Trying to time the market is inherently dangerous. It requires many different entry and exit points, while suggesting that everyday investors keep up with complex market events. Even the knowledgeable investor can have a hard time predicting bottoms. Forces such as stimulus packages and lower rates make bottom picking even more difficult. The focus should be put towards quality investments, rather than short term profit-taking. Quality companies will gain value over the long run, regardless of short term sentiment.

The world’s stock markets have been in a complete sell off. Even established companies with long histories of profits are being sold to protect investors from further drops. Take for example Toyota; even with a great history of beating expectations, the stock has been unable to avoid the sell off. When the markets drop, all stocks take a brief hit, even the most solid companies.

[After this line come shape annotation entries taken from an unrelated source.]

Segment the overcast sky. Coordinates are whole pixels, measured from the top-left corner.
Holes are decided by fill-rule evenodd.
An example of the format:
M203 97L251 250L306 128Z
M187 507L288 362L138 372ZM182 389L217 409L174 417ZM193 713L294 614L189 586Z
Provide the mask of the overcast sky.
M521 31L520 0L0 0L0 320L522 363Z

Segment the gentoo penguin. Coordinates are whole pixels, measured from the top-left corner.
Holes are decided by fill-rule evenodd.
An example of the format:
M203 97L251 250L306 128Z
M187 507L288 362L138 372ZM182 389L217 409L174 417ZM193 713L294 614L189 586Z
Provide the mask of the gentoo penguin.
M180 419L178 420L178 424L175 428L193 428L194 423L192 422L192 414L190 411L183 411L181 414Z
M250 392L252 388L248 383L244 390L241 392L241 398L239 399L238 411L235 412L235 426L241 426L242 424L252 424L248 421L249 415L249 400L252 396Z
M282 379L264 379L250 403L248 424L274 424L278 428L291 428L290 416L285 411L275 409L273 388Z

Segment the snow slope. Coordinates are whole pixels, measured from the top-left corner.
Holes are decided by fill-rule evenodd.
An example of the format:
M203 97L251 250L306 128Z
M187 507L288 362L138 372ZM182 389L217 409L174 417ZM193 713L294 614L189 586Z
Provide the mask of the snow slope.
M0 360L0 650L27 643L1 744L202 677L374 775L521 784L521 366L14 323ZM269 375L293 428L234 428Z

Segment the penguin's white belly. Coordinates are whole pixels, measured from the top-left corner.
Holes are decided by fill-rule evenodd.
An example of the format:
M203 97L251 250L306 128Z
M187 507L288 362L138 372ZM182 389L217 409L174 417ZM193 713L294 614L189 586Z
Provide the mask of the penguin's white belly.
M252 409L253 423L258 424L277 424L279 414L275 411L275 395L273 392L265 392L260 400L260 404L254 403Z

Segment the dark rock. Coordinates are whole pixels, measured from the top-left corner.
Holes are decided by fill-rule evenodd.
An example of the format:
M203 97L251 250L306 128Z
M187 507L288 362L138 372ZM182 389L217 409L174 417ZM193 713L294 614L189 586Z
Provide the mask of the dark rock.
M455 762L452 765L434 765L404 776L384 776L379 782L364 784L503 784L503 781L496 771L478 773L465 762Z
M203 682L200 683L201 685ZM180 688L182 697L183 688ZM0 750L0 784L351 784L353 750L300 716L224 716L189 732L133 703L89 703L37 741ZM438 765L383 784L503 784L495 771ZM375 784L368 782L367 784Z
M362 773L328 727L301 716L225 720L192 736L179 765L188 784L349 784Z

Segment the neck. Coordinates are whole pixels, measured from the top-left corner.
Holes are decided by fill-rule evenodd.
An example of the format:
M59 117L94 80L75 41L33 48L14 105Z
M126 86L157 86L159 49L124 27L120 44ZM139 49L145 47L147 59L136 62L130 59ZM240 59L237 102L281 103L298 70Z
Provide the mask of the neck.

How the liquidity crunch can help

The liquidity crunch in the banking industry has provided a great chance to buy good companies for dirt cheap. Institutional investors have to sell positions to meet margin calls and cover their borrowed money. This creates an artificial selling pressure on companies, which can devalue even the best long term investments.

Value isn’t created by buying and selling in a matter of minutes. For most investors, the big money is in building a position in a quality company that will perform well in bear markets and perform even better in a bull market. Blue chip stocks will likely lead the rebound when equity flows back into the market and boosts share prices. Regardless of economic indicators and home sales, corporate earnings look the best they have in a number of years. Take a look at corporate giant Target, which sells at just 15 times next years earnings. For a retailer with 15% growth rates, it should be expected that the value of the company will grow when the economic indicators turn around.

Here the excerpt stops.